Redevance d'occupation du domaine public : Piétiner n’est pas occuper !

La Commune d’Avignon a tenté d'optimiser au maximum la mise en valeur de son domaine public en instituant une "taxe trottoir", c'est-à-dire "une redevance d’occupation du domaine public pour tous les distributeurs automatiques bancaires installés en façade de bâtiments et accessibles directement depuis le domaine public ainsi que pour tous les commerces pratiquant des ventes ou activités diverses au travers de vitrines ou de comptoirs ouvrant sur le domaine public".

Ainsi, lorsque l'activité du commerçant conduisait ses clients à "stagner" sur le trottoir, le commerçant devait s'acquitter d'une redevance (ex : distributeurs automatiques, snacks etc.).

Saisi d'un recours pour excès de pouvoir formé par des commerçants, le tribunal administratif de Nîmes a jugé que cette redevance était légale sur le fondement des articles L.2122-1 et L.2125-1 du code général de la propriété des personnes publiques (CG3P) au motif que l'utilisation du domaine public "dans les limites du droit d'usage qui appartient à tous" est une utilisation à des fins privatives, qui doit être autorisée et doit en principe, donner lieu au paiement d'une redevance.

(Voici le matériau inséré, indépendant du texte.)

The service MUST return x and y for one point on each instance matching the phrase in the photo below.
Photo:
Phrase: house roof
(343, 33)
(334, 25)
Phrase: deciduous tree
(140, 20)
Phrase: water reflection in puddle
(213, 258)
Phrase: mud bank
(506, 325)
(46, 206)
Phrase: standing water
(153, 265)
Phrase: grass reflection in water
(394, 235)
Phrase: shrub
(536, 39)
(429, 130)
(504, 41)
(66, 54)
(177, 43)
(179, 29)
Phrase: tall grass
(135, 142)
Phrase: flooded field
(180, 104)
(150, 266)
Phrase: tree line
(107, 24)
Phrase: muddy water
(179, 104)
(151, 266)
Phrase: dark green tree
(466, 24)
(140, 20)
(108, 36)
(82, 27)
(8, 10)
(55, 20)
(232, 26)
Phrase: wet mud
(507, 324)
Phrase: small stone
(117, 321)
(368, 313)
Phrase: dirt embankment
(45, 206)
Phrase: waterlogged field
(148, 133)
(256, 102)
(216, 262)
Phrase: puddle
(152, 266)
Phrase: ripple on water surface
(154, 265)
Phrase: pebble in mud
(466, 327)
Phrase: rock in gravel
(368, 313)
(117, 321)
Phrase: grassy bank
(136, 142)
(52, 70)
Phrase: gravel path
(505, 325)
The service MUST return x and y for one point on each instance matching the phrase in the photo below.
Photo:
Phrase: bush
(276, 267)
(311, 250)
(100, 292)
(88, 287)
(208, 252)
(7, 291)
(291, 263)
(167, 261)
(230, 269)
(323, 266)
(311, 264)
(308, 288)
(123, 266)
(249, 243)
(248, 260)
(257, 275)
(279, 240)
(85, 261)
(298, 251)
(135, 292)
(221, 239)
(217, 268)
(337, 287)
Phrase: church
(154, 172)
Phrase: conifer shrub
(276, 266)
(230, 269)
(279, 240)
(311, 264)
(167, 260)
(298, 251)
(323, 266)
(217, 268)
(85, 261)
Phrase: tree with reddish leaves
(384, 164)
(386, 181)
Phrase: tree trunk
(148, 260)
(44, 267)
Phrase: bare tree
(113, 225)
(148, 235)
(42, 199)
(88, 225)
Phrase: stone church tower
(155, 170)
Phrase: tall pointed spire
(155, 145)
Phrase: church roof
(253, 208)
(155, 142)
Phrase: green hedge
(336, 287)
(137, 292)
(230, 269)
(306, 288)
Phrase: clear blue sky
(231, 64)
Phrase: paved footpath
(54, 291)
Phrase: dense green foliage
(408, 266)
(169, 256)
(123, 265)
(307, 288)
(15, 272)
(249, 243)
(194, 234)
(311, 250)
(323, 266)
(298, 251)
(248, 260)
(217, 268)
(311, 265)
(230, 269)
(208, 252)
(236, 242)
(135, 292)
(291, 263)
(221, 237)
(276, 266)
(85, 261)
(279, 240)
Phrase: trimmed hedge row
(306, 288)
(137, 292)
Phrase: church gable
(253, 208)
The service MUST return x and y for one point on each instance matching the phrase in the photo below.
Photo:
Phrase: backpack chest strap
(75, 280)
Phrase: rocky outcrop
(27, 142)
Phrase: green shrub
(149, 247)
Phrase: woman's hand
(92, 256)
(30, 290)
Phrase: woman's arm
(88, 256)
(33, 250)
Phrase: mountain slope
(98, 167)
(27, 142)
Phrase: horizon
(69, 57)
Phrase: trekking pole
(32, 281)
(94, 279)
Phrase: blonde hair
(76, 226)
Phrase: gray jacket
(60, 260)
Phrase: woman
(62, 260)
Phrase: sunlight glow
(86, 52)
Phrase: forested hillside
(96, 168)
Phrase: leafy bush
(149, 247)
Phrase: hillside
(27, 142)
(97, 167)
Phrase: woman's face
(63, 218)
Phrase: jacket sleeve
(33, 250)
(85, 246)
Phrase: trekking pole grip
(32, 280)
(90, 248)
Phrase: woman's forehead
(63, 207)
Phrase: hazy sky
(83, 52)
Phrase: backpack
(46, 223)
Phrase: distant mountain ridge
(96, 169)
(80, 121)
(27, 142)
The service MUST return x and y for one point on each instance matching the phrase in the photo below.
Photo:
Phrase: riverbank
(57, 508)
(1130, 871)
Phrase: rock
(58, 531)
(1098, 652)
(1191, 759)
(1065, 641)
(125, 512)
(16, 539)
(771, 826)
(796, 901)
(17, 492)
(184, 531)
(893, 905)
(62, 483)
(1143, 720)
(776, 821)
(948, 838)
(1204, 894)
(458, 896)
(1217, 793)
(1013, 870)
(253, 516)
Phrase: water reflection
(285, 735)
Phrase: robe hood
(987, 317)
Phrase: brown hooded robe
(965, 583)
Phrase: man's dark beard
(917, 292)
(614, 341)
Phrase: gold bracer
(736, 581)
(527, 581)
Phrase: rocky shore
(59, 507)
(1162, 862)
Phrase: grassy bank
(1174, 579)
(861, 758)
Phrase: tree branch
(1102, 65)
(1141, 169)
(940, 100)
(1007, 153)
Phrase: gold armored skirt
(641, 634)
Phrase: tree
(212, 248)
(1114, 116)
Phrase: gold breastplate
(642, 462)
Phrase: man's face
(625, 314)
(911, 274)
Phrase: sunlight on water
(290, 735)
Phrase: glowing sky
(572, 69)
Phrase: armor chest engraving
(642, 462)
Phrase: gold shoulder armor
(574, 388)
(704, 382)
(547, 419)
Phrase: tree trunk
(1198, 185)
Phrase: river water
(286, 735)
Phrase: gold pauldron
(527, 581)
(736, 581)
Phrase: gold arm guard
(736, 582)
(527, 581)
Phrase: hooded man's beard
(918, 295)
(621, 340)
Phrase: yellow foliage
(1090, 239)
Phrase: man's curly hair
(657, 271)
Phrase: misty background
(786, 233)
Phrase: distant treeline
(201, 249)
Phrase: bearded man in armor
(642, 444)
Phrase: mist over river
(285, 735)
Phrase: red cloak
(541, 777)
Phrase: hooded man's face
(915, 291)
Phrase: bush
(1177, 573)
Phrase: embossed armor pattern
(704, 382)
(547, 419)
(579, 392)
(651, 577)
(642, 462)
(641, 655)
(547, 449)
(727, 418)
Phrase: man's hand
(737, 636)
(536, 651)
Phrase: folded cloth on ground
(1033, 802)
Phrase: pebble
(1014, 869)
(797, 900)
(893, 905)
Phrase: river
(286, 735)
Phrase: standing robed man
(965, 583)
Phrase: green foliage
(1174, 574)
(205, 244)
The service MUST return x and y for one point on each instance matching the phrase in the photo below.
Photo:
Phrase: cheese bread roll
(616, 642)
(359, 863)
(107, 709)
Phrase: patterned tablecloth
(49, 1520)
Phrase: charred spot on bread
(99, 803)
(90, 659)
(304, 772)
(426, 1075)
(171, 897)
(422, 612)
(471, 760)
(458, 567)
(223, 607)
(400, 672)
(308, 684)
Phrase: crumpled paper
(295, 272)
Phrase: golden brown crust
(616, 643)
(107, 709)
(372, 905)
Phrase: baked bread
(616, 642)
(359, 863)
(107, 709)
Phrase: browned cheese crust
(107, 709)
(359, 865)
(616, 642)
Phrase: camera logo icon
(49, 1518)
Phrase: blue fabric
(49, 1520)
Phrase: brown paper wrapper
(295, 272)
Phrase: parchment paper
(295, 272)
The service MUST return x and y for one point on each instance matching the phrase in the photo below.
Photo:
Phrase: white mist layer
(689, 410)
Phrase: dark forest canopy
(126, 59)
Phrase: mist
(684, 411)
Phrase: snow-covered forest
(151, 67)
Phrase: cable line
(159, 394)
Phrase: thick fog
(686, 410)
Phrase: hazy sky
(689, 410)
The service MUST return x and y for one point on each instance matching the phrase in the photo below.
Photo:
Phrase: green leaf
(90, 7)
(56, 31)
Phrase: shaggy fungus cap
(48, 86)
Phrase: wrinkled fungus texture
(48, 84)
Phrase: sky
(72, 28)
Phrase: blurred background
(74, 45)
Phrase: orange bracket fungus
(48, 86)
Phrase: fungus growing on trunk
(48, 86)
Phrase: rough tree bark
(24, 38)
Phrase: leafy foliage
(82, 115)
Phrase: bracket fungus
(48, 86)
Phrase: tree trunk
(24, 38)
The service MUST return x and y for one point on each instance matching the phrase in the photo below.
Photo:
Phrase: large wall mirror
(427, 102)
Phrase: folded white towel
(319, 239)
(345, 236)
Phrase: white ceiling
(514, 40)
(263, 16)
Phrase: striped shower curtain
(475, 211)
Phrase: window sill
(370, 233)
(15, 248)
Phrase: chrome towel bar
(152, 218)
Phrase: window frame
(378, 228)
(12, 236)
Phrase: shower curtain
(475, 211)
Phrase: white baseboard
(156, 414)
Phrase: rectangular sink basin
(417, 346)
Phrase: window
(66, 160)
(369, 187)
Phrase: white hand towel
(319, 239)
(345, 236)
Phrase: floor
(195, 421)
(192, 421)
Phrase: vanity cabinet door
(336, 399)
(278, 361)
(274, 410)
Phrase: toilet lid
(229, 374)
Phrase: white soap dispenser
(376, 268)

La Cour administrative d’appel de Marseille annule cette décision au motif que l’utilisation du domaine public - constituée par les trottoirs bordant les voies publiques et normalement affectés à la circulation générale des piétons - le temps d’une transaction -  présente un caractère momentané, qui ne dépasse le droit d’usage qui appartient à tous. Cette utilisation ne nécessite donc pas d’autorisation et ne peut pas donner lieu à la perception d’une redevance (CAA Marseille, 26 juin 2012, M. C et autres et Mme L., n°11MA01675).

La commune a introduit un pourvoi en cassation devant le Conseil d'Etat (n°362140) qui semble interessé par cette affaire qu'il a présenté dans sa "lettre de la justice admnistrative".